O sono que é normal: cães idosos dormem mais horas e num sono mais profundo (somado à audição que cai, dá naquele susto de 'chamei e ele não acordou'). Sonecas longas de dia, despertar mais lento, preferência teimosa pelo cantinho quente — tudo dentro do esperado.

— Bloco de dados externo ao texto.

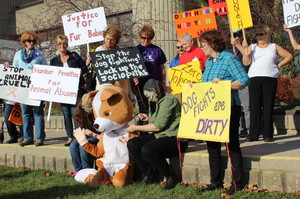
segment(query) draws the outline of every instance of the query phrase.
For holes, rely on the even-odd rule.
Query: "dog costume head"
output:
[[[128,95],[118,86],[92,91],[86,96],[92,100],[94,127],[99,133],[108,133],[126,125],[133,116]]]

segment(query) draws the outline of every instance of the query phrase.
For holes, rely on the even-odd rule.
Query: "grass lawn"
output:
[[[122,188],[113,186],[89,187],[75,182],[66,173],[32,171],[21,168],[0,167],[0,198],[47,199],[47,198],[104,198],[104,199],[187,199],[222,198],[224,190],[203,192],[197,186],[177,185],[173,190],[164,190],[163,185],[134,183]],[[228,198],[228,197],[223,197]],[[299,195],[271,192],[239,191],[231,198],[300,198]]]

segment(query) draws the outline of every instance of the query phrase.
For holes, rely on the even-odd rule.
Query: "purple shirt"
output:
[[[150,74],[149,78],[162,82],[162,70],[160,65],[167,62],[165,53],[160,47],[153,44],[149,46],[139,44],[137,48]]]

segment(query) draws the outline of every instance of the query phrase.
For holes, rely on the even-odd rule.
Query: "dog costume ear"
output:
[[[98,90],[91,91],[89,93],[86,93],[81,98],[81,107],[82,109],[87,113],[92,113],[92,103],[95,95],[98,93]]]

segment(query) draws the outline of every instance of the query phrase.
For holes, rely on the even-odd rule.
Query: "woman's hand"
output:
[[[136,125],[129,125],[129,127],[126,129],[129,133],[133,133],[136,131]]]
[[[145,113],[139,113],[138,118],[139,118],[139,120],[144,121],[144,122],[149,121],[149,116]]]
[[[133,83],[134,85],[138,85],[139,84],[139,79],[138,78],[133,78]]]
[[[4,63],[3,63],[3,66],[4,66],[4,68],[9,68],[9,62],[7,62],[7,61],[4,62]]]
[[[215,79],[212,81],[212,83],[215,83],[215,84],[217,84],[217,83],[219,83],[219,81],[221,81],[221,79],[219,79],[219,78],[215,77]]]

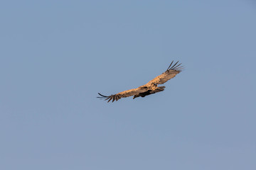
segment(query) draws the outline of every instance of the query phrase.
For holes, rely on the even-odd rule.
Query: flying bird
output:
[[[157,85],[163,84],[169,79],[174,78],[183,69],[183,67],[181,66],[181,63],[177,65],[178,61],[176,62],[174,65],[172,65],[174,61],[171,62],[171,64],[169,65],[166,72],[156,76],[154,79],[149,81],[147,84],[143,86],[141,86],[137,89],[124,91],[120,93],[112,94],[108,96],[104,96],[98,93],[100,96],[97,98],[105,98],[105,101],[108,100],[108,103],[111,100],[113,102],[114,101],[118,101],[121,98],[126,98],[134,96],[133,99],[134,99],[137,97],[144,97],[152,94],[162,91],[164,90],[165,86],[158,86]]]

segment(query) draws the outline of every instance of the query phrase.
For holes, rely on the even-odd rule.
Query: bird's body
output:
[[[134,99],[137,97],[144,97],[152,94],[162,91],[164,90],[165,86],[157,86],[157,85],[164,84],[168,80],[174,78],[177,74],[181,72],[183,69],[183,67],[180,66],[181,63],[176,66],[178,62],[171,67],[173,62],[174,61],[171,63],[170,66],[165,72],[149,81],[147,84],[143,86],[108,96],[102,95],[99,93],[99,95],[101,96],[98,98],[105,98],[105,100],[108,100],[107,102],[112,100],[113,102],[114,101],[118,101],[121,98],[134,96],[133,98]]]

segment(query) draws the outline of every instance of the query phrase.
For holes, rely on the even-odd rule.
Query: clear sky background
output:
[[[3,1],[0,169],[256,169],[256,1]],[[172,60],[164,92],[107,103]]]

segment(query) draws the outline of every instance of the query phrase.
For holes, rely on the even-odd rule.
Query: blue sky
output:
[[[256,3],[0,3],[1,169],[255,169]],[[165,91],[107,103],[179,60]]]

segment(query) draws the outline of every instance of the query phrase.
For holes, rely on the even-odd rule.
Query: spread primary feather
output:
[[[97,98],[105,98],[105,100],[107,100],[107,102],[110,102],[112,100],[113,102],[114,101],[118,101],[121,98],[126,98],[134,96],[133,98],[134,99],[137,97],[144,97],[152,94],[162,91],[164,90],[165,86],[157,86],[157,85],[164,84],[169,79],[174,78],[183,69],[183,67],[181,66],[181,63],[177,65],[178,61],[174,65],[172,65],[173,62],[174,61],[172,61],[166,72],[155,77],[154,79],[149,81],[147,84],[143,86],[141,86],[137,89],[124,91],[120,93],[107,96],[98,93],[100,96]]]

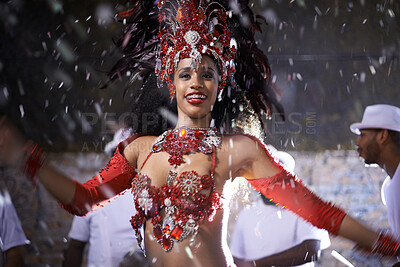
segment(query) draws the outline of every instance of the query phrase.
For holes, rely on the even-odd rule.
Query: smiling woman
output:
[[[135,1],[123,13],[129,26],[120,44],[127,51],[113,73],[132,69],[145,79],[155,70],[170,97],[176,97],[177,124],[160,136],[138,133],[121,142],[109,164],[85,184],[56,172],[44,162],[42,150],[29,143],[26,171],[77,215],[130,189],[138,211],[131,224],[154,266],[234,264],[225,238],[224,188],[239,176],[319,228],[372,253],[398,255],[395,239],[378,235],[321,200],[270,155],[262,140],[226,132],[237,125],[241,110],[248,110],[243,128],[251,128],[262,125],[262,115],[272,112],[273,104],[280,107],[268,90],[268,60],[254,42],[258,21],[244,2],[227,10],[225,1],[170,0],[159,1],[157,7],[152,1]],[[153,24],[158,34],[151,30]],[[148,31],[147,26],[153,28]],[[214,116],[217,127],[211,125]],[[0,141],[9,144],[16,135],[3,121],[1,125],[5,130]]]

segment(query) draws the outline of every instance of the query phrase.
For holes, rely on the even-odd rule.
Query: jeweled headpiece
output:
[[[126,27],[116,40],[124,56],[109,77],[110,81],[130,77],[130,85],[139,94],[135,103],[146,102],[145,108],[135,104],[136,114],[154,107],[154,97],[145,96],[151,96],[157,89],[154,89],[156,80],[166,82],[173,97],[171,75],[179,60],[189,57],[196,65],[204,54],[219,65],[222,74],[219,88],[226,88],[212,111],[217,127],[237,120],[243,113],[243,105],[254,111],[252,114],[261,125],[264,114],[271,117],[273,107],[284,113],[279,91],[271,84],[268,58],[255,41],[255,32],[261,32],[265,20],[253,13],[248,0],[128,0],[128,3],[130,9],[119,13]],[[169,102],[166,98],[162,100]]]
[[[168,83],[171,98],[175,96],[171,75],[183,58],[192,58],[194,68],[198,67],[202,55],[214,58],[222,72],[220,90],[228,78],[233,80],[237,43],[226,25],[227,11],[220,3],[163,0],[158,2],[158,7],[160,55],[156,74]]]

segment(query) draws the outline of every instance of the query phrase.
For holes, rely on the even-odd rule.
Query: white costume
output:
[[[242,260],[257,260],[287,250],[307,239],[321,240],[320,249],[330,246],[329,235],[288,210],[266,205],[259,198],[238,216],[230,248]],[[314,266],[307,263],[301,266]]]
[[[400,237],[400,164],[392,179],[388,176],[382,184],[382,201],[387,207],[390,228]]]
[[[10,248],[29,244],[21,227],[17,212],[7,191],[0,191],[0,266],[4,265],[4,253]]]
[[[137,249],[129,222],[135,213],[133,196],[125,192],[85,217],[74,217],[69,237],[89,242],[89,267],[117,267],[125,254]]]

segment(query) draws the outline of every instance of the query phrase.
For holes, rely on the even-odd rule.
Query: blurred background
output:
[[[358,159],[349,125],[367,105],[399,106],[400,1],[250,2],[268,21],[256,40],[287,118],[267,121],[268,142],[296,151],[295,172],[325,199],[387,227],[385,175]],[[0,112],[80,181],[104,166],[99,153],[134,104],[123,96],[126,80],[100,89],[121,57],[114,40],[123,25],[114,15],[126,9],[122,0],[0,2]],[[6,171],[2,180],[32,241],[29,266],[60,265],[72,217],[19,174]],[[335,239],[332,247],[351,257],[350,243]],[[321,266],[345,266],[326,258]]]

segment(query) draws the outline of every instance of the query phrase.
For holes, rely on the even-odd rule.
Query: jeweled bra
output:
[[[220,144],[221,137],[212,128],[171,129],[155,140],[141,169],[152,153],[160,151],[170,155],[168,162],[173,168],[168,173],[167,182],[159,188],[151,186],[151,179],[140,172],[132,180],[138,213],[132,217],[131,224],[138,244],[141,245],[143,240],[141,227],[151,219],[154,238],[165,251],[170,251],[174,242],[189,236],[190,245],[195,245],[200,224],[205,219],[212,221],[217,209],[221,208],[221,196],[215,192],[214,181],[215,150]],[[196,171],[184,171],[178,175],[176,169],[184,162],[183,155],[197,152],[212,155],[210,175],[200,176]],[[209,195],[200,193],[203,189],[210,190]],[[163,209],[165,217],[161,218]]]

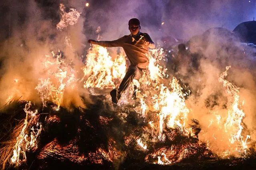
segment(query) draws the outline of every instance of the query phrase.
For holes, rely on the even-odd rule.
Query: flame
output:
[[[67,13],[64,12],[66,9],[63,4],[60,4],[60,10],[62,12],[62,18],[60,21],[56,25],[57,29],[62,31],[62,30],[67,27],[69,25],[73,25],[75,24],[78,19],[80,16],[80,13],[73,8],[69,9],[70,12]]]
[[[79,79],[75,78],[74,70],[61,59],[61,53],[56,56],[53,51],[52,53],[51,57],[45,55],[43,65],[49,75],[52,76],[47,79],[39,79],[35,89],[38,91],[44,107],[46,106],[47,101],[51,100],[57,106],[55,110],[58,110],[62,101],[65,88],[75,88]]]
[[[114,61],[107,49],[93,45],[87,55],[86,65],[83,69],[84,73],[84,87],[101,89],[116,87],[114,82],[121,82],[125,74],[125,55],[121,53]]]
[[[244,128],[241,123],[245,114],[240,109],[241,106],[239,104],[239,88],[224,79],[228,75],[227,71],[230,67],[230,66],[226,67],[226,70],[221,74],[219,78],[219,81],[222,83],[223,87],[226,89],[227,93],[230,95],[231,99],[233,100],[230,109],[228,110],[228,117],[224,127],[225,132],[229,134],[228,138],[230,143],[233,144],[235,142],[238,142],[241,144],[242,142],[243,138],[241,133]],[[242,145],[242,148],[245,152],[246,152],[245,149],[247,148],[246,141],[248,138],[250,138],[250,136],[247,136],[249,137],[246,138],[245,143]]]
[[[26,113],[23,127],[19,135],[16,138],[16,142],[13,148],[13,155],[11,158],[11,163],[15,166],[20,165],[26,160],[26,150],[30,149],[36,150],[37,148],[37,138],[41,133],[42,125],[38,123],[39,116],[37,110],[30,110],[32,104],[31,102],[26,103],[24,111]],[[28,131],[29,127],[36,123],[36,127],[32,127],[30,129],[30,135]]]
[[[158,63],[164,57],[164,54],[162,49],[154,49],[151,52],[149,73],[144,74],[140,80],[140,87],[143,89],[145,94],[139,90],[136,91],[140,103],[135,109],[143,117],[147,116],[149,111],[157,113],[159,119],[158,138],[160,140],[164,141],[165,139],[162,133],[165,125],[169,128],[179,127],[182,133],[188,135],[190,132],[185,128],[187,115],[189,112],[185,103],[184,97],[186,94],[183,94],[182,88],[175,77],[173,77],[169,87],[161,83],[166,75],[166,69]],[[163,122],[165,120],[167,123],[165,125]],[[152,125],[151,123],[151,126]]]
[[[247,140],[250,138],[250,136],[247,135],[245,140],[243,139],[242,132],[244,128],[242,121],[245,114],[242,109],[244,101],[242,102],[241,105],[239,100],[239,88],[225,79],[230,67],[226,67],[226,70],[220,75],[218,79],[228,95],[228,101],[226,104],[227,117],[222,117],[218,111],[210,111],[210,113],[213,114],[215,117],[210,120],[208,126],[208,128],[214,128],[216,132],[212,134],[212,137],[214,140],[227,141],[226,147],[220,149],[214,148],[213,142],[208,141],[209,148],[223,157],[244,155],[248,148]]]

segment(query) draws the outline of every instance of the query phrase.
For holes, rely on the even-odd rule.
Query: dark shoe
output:
[[[112,102],[116,104],[117,103],[118,100],[121,97],[121,94],[117,92],[117,91],[114,89],[110,92],[110,95],[112,98]]]

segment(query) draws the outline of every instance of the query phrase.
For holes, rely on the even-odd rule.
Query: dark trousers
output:
[[[130,65],[119,86],[118,92],[122,94],[125,91],[133,82],[133,79],[139,80],[143,75],[143,69],[139,68],[137,66]]]

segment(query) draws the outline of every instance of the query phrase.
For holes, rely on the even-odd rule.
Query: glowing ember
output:
[[[38,123],[37,110],[34,111],[30,110],[31,105],[30,101],[25,106],[24,111],[26,113],[26,118],[13,148],[11,163],[16,166],[26,161],[26,150],[29,150],[30,149],[36,150],[37,148],[37,138],[41,133],[42,125]],[[32,127],[30,129],[30,127],[34,123],[36,123],[36,128]],[[31,130],[30,135],[28,132],[30,129]]]
[[[86,65],[83,68],[84,79],[86,79],[84,87],[115,88],[114,82],[120,82],[125,74],[125,57],[121,53],[113,61],[106,48],[93,45],[89,49]]]

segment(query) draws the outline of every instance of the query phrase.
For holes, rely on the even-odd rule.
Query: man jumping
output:
[[[143,75],[143,71],[147,69],[149,60],[149,48],[154,48],[155,43],[147,33],[139,31],[140,23],[137,18],[132,18],[128,23],[131,34],[114,41],[88,40],[88,43],[105,47],[121,47],[131,65],[120,84],[118,90],[110,92],[112,102],[117,103],[122,93],[128,88],[133,79],[139,80]]]

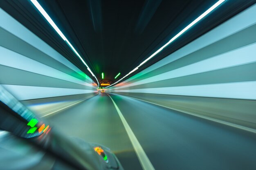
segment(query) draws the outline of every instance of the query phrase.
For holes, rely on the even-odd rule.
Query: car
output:
[[[53,129],[1,85],[0,146],[1,170],[124,170],[110,149]]]

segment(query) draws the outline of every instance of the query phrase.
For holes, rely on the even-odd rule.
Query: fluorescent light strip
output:
[[[115,77],[115,79],[116,79],[117,78],[118,76],[119,76],[121,74],[120,73],[119,73],[117,74],[117,75]]]
[[[180,32],[178,33],[176,35],[173,37],[166,44],[164,44],[163,46],[159,48],[155,52],[153,53],[151,55],[150,55],[148,58],[145,60],[143,62],[141,63],[139,66],[136,67],[135,68],[133,69],[132,70],[130,71],[129,73],[124,76],[122,78],[119,79],[118,81],[116,82],[115,83],[112,84],[112,85],[109,85],[108,87],[106,87],[105,88],[108,88],[110,86],[112,86],[113,85],[114,85],[118,82],[120,82],[121,80],[123,80],[125,77],[128,76],[132,72],[135,71],[136,70],[139,69],[139,67],[142,65],[144,64],[146,62],[148,61],[157,54],[159,52],[163,50],[164,48],[165,48],[166,46],[169,45],[170,44],[173,42],[174,40],[177,39],[178,37],[182,35],[184,33],[185,33],[186,31],[192,27],[193,26],[194,26],[195,24],[198,23],[199,21],[203,19],[204,17],[209,14],[214,9],[216,9],[217,7],[219,6],[221,4],[223,3],[226,0],[220,0],[218,2],[217,2],[216,3],[215,3],[213,5],[211,6],[210,8],[209,8],[208,10],[207,10],[205,12],[201,14],[200,16],[199,16],[197,18],[193,21],[191,23],[190,23],[189,25],[185,27],[183,30],[182,30]]]
[[[49,16],[49,15],[47,14],[46,12],[45,11],[45,10],[43,8],[42,6],[39,4],[39,3],[37,2],[36,0],[30,0],[30,1],[33,3],[33,4],[35,6],[36,8],[41,13],[41,14],[43,16],[43,17],[46,19],[47,21],[52,26],[52,28],[56,31],[57,33],[61,36],[61,37],[67,43],[67,45],[70,47],[70,48],[72,49],[73,51],[76,54],[76,56],[79,57],[80,60],[82,61],[83,63],[86,66],[87,68],[87,70],[89,70],[90,72],[92,74],[92,76],[95,77],[97,82],[98,83],[98,87],[99,87],[99,83],[96,76],[94,75],[94,74],[91,70],[91,69],[89,68],[88,65],[86,64],[85,62],[83,60],[83,58],[81,57],[80,55],[78,53],[77,51],[76,50],[75,48],[74,48],[72,44],[70,42],[70,41],[67,39],[67,38],[65,37],[65,36],[63,34],[62,32],[60,30],[60,29],[58,28],[55,23],[53,22],[51,18],[51,17]]]

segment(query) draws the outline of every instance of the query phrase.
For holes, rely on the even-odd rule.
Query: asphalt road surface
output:
[[[156,170],[256,170],[256,135],[129,97],[109,94]],[[99,143],[126,170],[142,168],[106,94],[45,118],[68,136]]]

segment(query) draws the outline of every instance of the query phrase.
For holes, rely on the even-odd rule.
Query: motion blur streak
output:
[[[1,9],[0,15],[0,82],[18,100],[96,94],[88,76]]]
[[[135,153],[137,155],[137,156],[138,156],[138,158],[139,158],[139,160],[141,164],[141,165],[142,168],[145,170],[155,170],[153,166],[151,164],[151,162],[150,162],[150,161],[148,159],[148,158],[145,153],[143,149],[142,149],[141,146],[140,144],[139,144],[139,141],[138,141],[138,139],[136,138],[136,137],[132,132],[132,129],[131,129],[131,128],[128,124],[127,122],[126,122],[124,118],[124,117],[123,116],[123,114],[121,113],[121,111],[119,109],[117,106],[117,104],[110,96],[108,94],[108,96],[110,98],[110,99],[111,99],[111,100],[113,102],[113,104],[114,104],[115,107],[117,109],[117,111],[118,115],[119,115],[119,116],[120,116],[120,118],[121,119],[123,124],[124,124],[124,126],[127,132],[127,134],[128,134],[129,138],[130,138],[131,142],[132,144],[133,148],[134,148]]]
[[[112,85],[114,85],[115,84],[116,84],[118,82],[119,82],[119,81],[121,81],[122,79],[124,78],[125,77],[126,77],[127,76],[128,76],[130,74],[131,74],[132,72],[134,72],[135,70],[137,70],[139,68],[139,67],[141,66],[142,65],[144,64],[147,61],[148,61],[150,59],[151,59],[152,57],[153,57],[155,56],[156,54],[157,54],[158,53],[159,53],[161,51],[163,50],[163,49],[166,46],[168,46],[173,41],[174,41],[176,39],[178,38],[178,37],[180,37],[184,33],[185,33],[188,30],[189,30],[189,28],[190,28],[191,27],[192,27],[194,25],[196,24],[198,22],[201,20],[203,19],[204,17],[205,17],[207,15],[208,15],[209,13],[210,13],[211,12],[213,11],[213,10],[214,10],[217,7],[219,7],[220,4],[221,4],[222,3],[223,3],[225,1],[225,0],[220,0],[218,1],[213,5],[211,6],[209,9],[206,11],[205,11],[205,12],[204,12],[198,18],[197,18],[194,21],[193,21],[191,23],[189,24],[187,26],[186,26],[184,28],[183,28],[182,31],[180,31],[180,32],[177,35],[175,35],[174,37],[173,37],[173,38],[172,38],[170,40],[170,41],[168,41],[168,42],[167,42],[166,44],[164,44],[163,46],[162,46],[161,48],[160,48],[158,50],[157,50],[155,52],[151,55],[149,56],[149,57],[148,57],[148,58],[147,59],[146,59],[144,61],[143,61],[143,62],[142,62],[139,65],[139,66],[138,66],[137,67],[135,68],[134,69],[133,69],[132,70],[130,71],[129,73],[128,73],[127,74],[125,75],[121,79],[119,80],[118,81],[117,81],[115,82],[115,83],[112,84],[110,85],[107,87],[106,88],[108,88],[108,87],[111,87],[111,86],[112,86]]]
[[[99,81],[98,81],[98,79],[96,76],[94,75],[94,74],[91,70],[91,69],[89,68],[87,64],[83,60],[83,58],[81,57],[80,55],[78,53],[77,51],[76,50],[75,48],[73,46],[72,44],[70,42],[70,41],[67,39],[67,38],[65,36],[65,35],[63,34],[62,32],[60,30],[59,28],[57,26],[55,23],[53,22],[51,18],[51,17],[49,16],[49,15],[47,14],[46,12],[45,11],[45,10],[43,8],[43,7],[40,5],[39,3],[37,2],[36,0],[30,0],[31,2],[34,4],[35,7],[39,11],[39,12],[42,14],[42,15],[44,16],[44,17],[47,20],[47,21],[48,22],[49,24],[52,26],[52,27],[54,28],[54,29],[56,31],[56,32],[58,33],[58,34],[62,38],[62,39],[65,41],[67,44],[71,48],[72,50],[79,57],[79,58],[81,60],[83,63],[85,65],[85,66],[87,68],[87,69],[89,70],[90,72],[92,74],[92,76],[95,77],[97,82],[98,83],[98,86],[99,85]]]
[[[255,131],[254,15],[256,5],[107,92]]]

O sono que é sinal: a inversão — perambular à noite, vocalizar de madrugada, parecer perdido no escuro — aponta pra disfunção cognitiva (temos um guia só sobre ela). Inquietação noturna com ofegação pode ser dor, que piora justamente quando o corpo esfria e para. E ronco novo com engasgo ou pausas respiratórias também merece consulta, não costume.
O humor que é normal: mais seletivo com cães desconhecidos, menos paciência com filhotes elétricos e crianças afoitas, mais apego à previsibilidade. Ele ganhou o direito de se aposentar das interações que nunca curtiu — respeitar isso é cuidado, não mimo.
O humor que é sinal — e aqui vai a regra mais importante do artigo: irritabilidade NOVA é dor até prova em contrário. O cão que sempre amou colo e agora rosna quando é pego, que se esquiva de carinho nas costas, que vai morar embaixo da mesa — isso quase nunca é 'gênio de velho'; é artrose, é coluna, é dente inflamado falando a única língua que ele tem. Punir esse rosnado é punir um pedido de socorro.
Como ajudar no dia a dia: avise visitas e crianças sobre os limites novos ('acorda ele chamando, não tocando'), mantenha a rotina previsível (horários fixos acalmam quem já não ouve nem enxerga como antes), garanta um refúgio onde ninguém o incomode, e jogos de faro suaves pra manter a mente acesa sem cansar o corpo.
O que não fazer: brigar pelo rosnado (ele é informação, não rebeldia — suprimir o aviso só deixa a mordida sem aviso prévio), forçar interações 'pra ele se animar', nem aceitar tudo como 'idade' sem checar. Entre o respeito ao ritmo novo e a investigação do sintoma, cabe exatamente uma consulta.
Quando ir ao vet: irritabilidade ou agressividade novas (descartar dor primeiro, sempre), noites agitadas recorrentes, sono invertido, apatia que não passa, ou qualquer mudança brusca de personalidade. Mudança gradual de ritmo é idade; mudança brusca é sintoma.
Isto é informação geral — quem avalia e decide é o veterinário do seu cão. Na dúvida, consulte sempre.